Many years ago, one night I walked down to the shallow portion of the stream beside my run down old ranch house. I could see countless moons in the water. Then I thought to myself that this might make a good koan. Which one is the real moon? This for me is like saying which of my thoughts is the pure Mind? From this, I mused just how close 'pure Moon thought' and pure Mind are, so close, as to mistake thought for pure Mind.
Back to the moons in the water, if someone who had never before seen the moon above, in the cool night sky, were to check out all of these moons, looking for the exact right one, he would go mad. This would be a real fool's errand. I think you can guess where I am going with this. Our thoughts about pure Mind, while being copies or reflections of it, are not the same thing—not even close. Still, like our fool we follow the stream, especially its wide shallow places where many more moons appear, and look for the real moon. Then there are those who would declare all the moons are the real moons! But then during July, when most of the stream dries up, where did all the moons go?

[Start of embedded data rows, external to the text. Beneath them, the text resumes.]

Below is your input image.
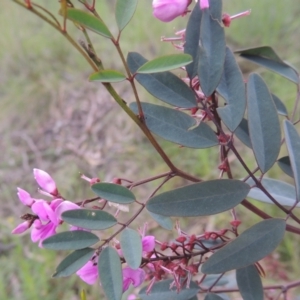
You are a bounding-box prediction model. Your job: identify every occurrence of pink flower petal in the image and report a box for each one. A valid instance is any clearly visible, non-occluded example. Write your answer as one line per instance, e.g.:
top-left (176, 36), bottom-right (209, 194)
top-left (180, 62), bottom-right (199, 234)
top-left (76, 261), bottom-right (98, 285)
top-left (142, 235), bottom-right (155, 252)
top-left (31, 200), bottom-right (58, 224)
top-left (122, 267), bottom-right (146, 292)
top-left (11, 221), bottom-right (30, 234)
top-left (31, 220), bottom-right (57, 248)
top-left (17, 188), bottom-right (34, 207)
top-left (33, 169), bottom-right (58, 196)
top-left (199, 0), bottom-right (209, 9)
top-left (55, 201), bottom-right (80, 220)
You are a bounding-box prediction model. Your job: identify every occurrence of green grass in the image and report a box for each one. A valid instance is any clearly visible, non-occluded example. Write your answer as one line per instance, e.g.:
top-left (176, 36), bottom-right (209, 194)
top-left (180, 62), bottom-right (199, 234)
top-left (0, 0), bottom-right (300, 300)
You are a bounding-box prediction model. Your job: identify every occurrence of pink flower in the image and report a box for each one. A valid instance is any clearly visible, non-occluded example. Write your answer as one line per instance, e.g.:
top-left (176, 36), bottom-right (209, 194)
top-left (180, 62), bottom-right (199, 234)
top-left (11, 221), bottom-right (30, 234)
top-left (17, 188), bottom-right (34, 207)
top-left (152, 0), bottom-right (191, 22)
top-left (33, 169), bottom-right (58, 196)
top-left (142, 235), bottom-right (155, 252)
top-left (123, 267), bottom-right (146, 292)
top-left (199, 0), bottom-right (209, 9)
top-left (76, 261), bottom-right (98, 285)
top-left (31, 219), bottom-right (57, 248)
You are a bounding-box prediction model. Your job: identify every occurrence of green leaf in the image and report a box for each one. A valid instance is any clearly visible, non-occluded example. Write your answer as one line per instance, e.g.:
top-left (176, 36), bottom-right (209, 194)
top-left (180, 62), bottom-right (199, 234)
top-left (146, 179), bottom-right (250, 217)
top-left (198, 9), bottom-right (226, 97)
top-left (92, 182), bottom-right (135, 204)
top-left (184, 4), bottom-right (202, 78)
top-left (277, 156), bottom-right (294, 177)
top-left (234, 118), bottom-right (252, 148)
top-left (272, 94), bottom-right (288, 116)
top-left (149, 211), bottom-right (173, 230)
top-left (98, 247), bottom-right (123, 300)
top-left (120, 228), bottom-right (143, 269)
top-left (201, 219), bottom-right (286, 274)
top-left (235, 46), bottom-right (299, 84)
top-left (62, 209), bottom-right (117, 230)
top-left (52, 248), bottom-right (95, 277)
top-left (139, 279), bottom-right (200, 300)
top-left (204, 293), bottom-right (223, 300)
top-left (284, 120), bottom-right (300, 201)
top-left (136, 54), bottom-right (192, 74)
top-left (201, 274), bottom-right (228, 288)
top-left (129, 103), bottom-right (219, 148)
top-left (89, 70), bottom-right (126, 82)
top-left (247, 73), bottom-right (281, 173)
top-left (247, 178), bottom-right (296, 206)
top-left (127, 52), bottom-right (197, 108)
top-left (67, 8), bottom-right (112, 39)
top-left (115, 0), bottom-right (138, 31)
top-left (42, 230), bottom-right (99, 250)
top-left (236, 265), bottom-right (264, 300)
top-left (217, 47), bottom-right (246, 132)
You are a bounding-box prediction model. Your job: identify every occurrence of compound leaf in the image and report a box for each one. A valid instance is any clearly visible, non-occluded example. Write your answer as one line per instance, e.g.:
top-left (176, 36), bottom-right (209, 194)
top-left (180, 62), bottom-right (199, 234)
top-left (129, 103), bottom-right (219, 148)
top-left (120, 228), bottom-right (142, 269)
top-left (91, 182), bottom-right (135, 204)
top-left (201, 219), bottom-right (286, 274)
top-left (62, 209), bottom-right (117, 230)
top-left (247, 73), bottom-right (281, 173)
top-left (42, 230), bottom-right (99, 250)
top-left (139, 279), bottom-right (200, 300)
top-left (52, 248), bottom-right (95, 277)
top-left (98, 247), bottom-right (123, 300)
top-left (67, 8), bottom-right (112, 38)
top-left (127, 52), bottom-right (197, 108)
top-left (146, 179), bottom-right (250, 217)
top-left (236, 265), bottom-right (264, 300)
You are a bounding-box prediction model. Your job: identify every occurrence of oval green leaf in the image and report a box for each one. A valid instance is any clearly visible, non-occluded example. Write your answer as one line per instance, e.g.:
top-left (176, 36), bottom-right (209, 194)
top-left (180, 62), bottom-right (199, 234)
top-left (149, 211), bottom-right (173, 230)
top-left (217, 47), bottom-right (246, 132)
top-left (91, 182), bottom-right (135, 204)
top-left (139, 279), bottom-right (200, 300)
top-left (115, 0), bottom-right (138, 31)
top-left (284, 120), bottom-right (300, 201)
top-left (98, 247), bottom-right (123, 300)
top-left (67, 8), bottom-right (112, 38)
top-left (52, 248), bottom-right (95, 277)
top-left (129, 103), bottom-right (219, 148)
top-left (136, 54), bottom-right (193, 74)
top-left (247, 73), bottom-right (281, 173)
top-left (62, 209), bottom-right (117, 230)
top-left (201, 219), bottom-right (286, 274)
top-left (236, 46), bottom-right (299, 84)
top-left (204, 293), bottom-right (223, 300)
top-left (184, 5), bottom-right (202, 78)
top-left (42, 230), bottom-right (99, 250)
top-left (247, 178), bottom-right (296, 206)
top-left (277, 156), bottom-right (294, 177)
top-left (272, 94), bottom-right (288, 116)
top-left (127, 52), bottom-right (197, 108)
top-left (146, 179), bottom-right (250, 217)
top-left (120, 228), bottom-right (143, 269)
top-left (236, 265), bottom-right (264, 300)
top-left (198, 9), bottom-right (226, 97)
top-left (89, 70), bottom-right (126, 82)
top-left (234, 118), bottom-right (252, 148)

There is no adequate way to describe by words the difference between the thought of pure Mind and pure Mind, itself, or the difference between moons in the water and the real moon overhead. Words are not all that adequate. Saying fire can't give us fire on a cold night no matter how many times we say fire. And if we think about pure Mind for days and months we won't get any closer to pure Mind, itself. Something else has to happen. This something else is where Zen steps in or I should say gives the seeker some sound advice.
Such advise is meant to urge the seeker to go much deeper than just stopping at thoughts and concepts. Don't spend your time chasing the conditioned; trying to forge it into your true, unconditioned nature, deceiving yourself by doing so. Zen is something like when the pure subject meets the pure object, face to face—something like flint and steel making a spark. Notice, that I said "pure" not just the meeting of subject and object. The pure subject is presuppositionless. The pure object is beyond the sense fields including our mental images. Only in this way is it possible to realize pure Mind, seeing for the first time what our thoughts and concepts are made of.